Swiss Army Man also stars US actor Paul Dano, who can currently be seen as Pierre Bezukhov in BBC One's adaptation of Leo Tolstoy's War and Peace.

In Swiss Army Man, Dano's character Hank is stranded on a tiny deserted island.

He befriends a dead body (played by Radcliffe) that has washed ashore and embraces the opportunity as his last to escape certain death.

Hank muses over topics such as life and the human condition with the deceased before eventually riding the corpse across the sea, propelled by the power of the farts emanating from the dead man.

Scheinart said Swiss Army Man originated with an idea of "how a man riding a farting corpse could be a feature ... about mortality and big ideas, but with fart jokes".

The film divided moviegoers and critics when it made its debut at the famous Utah film festival.

A steady stream of viewers walked out.

"I get what they were trying to do, but it just seemed pointless," one person who left early told Deadline afterwards.

Meanwhile, Esquire called it "the longest fart joke in film history".

The Swiss Army Man cast and crew talked about the challenges at the film's premiere.
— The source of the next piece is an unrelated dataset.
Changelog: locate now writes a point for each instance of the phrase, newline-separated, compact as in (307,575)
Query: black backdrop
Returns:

"How can I look dead and look slightly embarrassed at the same time or, you know, what does that look like?'" Radcliffe said.

"So there was a lot of that to be worked out, but 90% of that came from being in the room with Paul and the directors."
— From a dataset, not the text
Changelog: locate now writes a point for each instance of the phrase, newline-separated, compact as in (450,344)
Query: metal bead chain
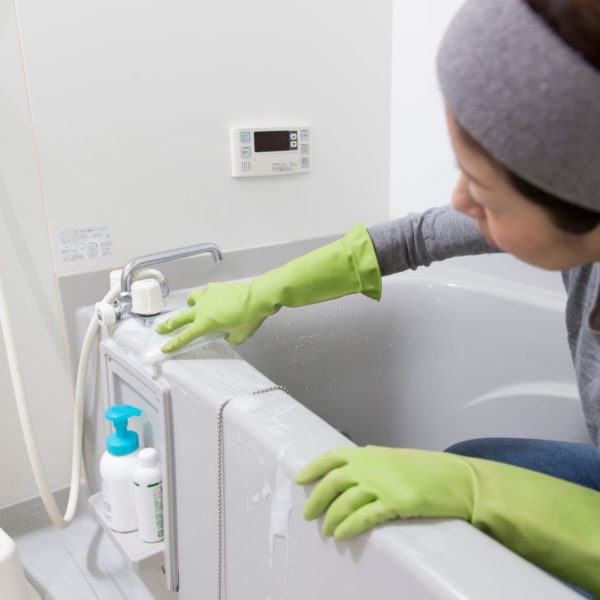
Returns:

"We had a good time," recalled Dano. "When you see it, we get to do some fun stuff, we get to do some silly stuff and, yeah. I spent like five weeks carrying Dan around.

"And that's the thing," added Radcliffe. "I feel like there will be a lot of shots in the movie where people are like, 'Oh, that's obviously a dummy because Paul Dano wouldn't have schlepped him around like that, but he did'."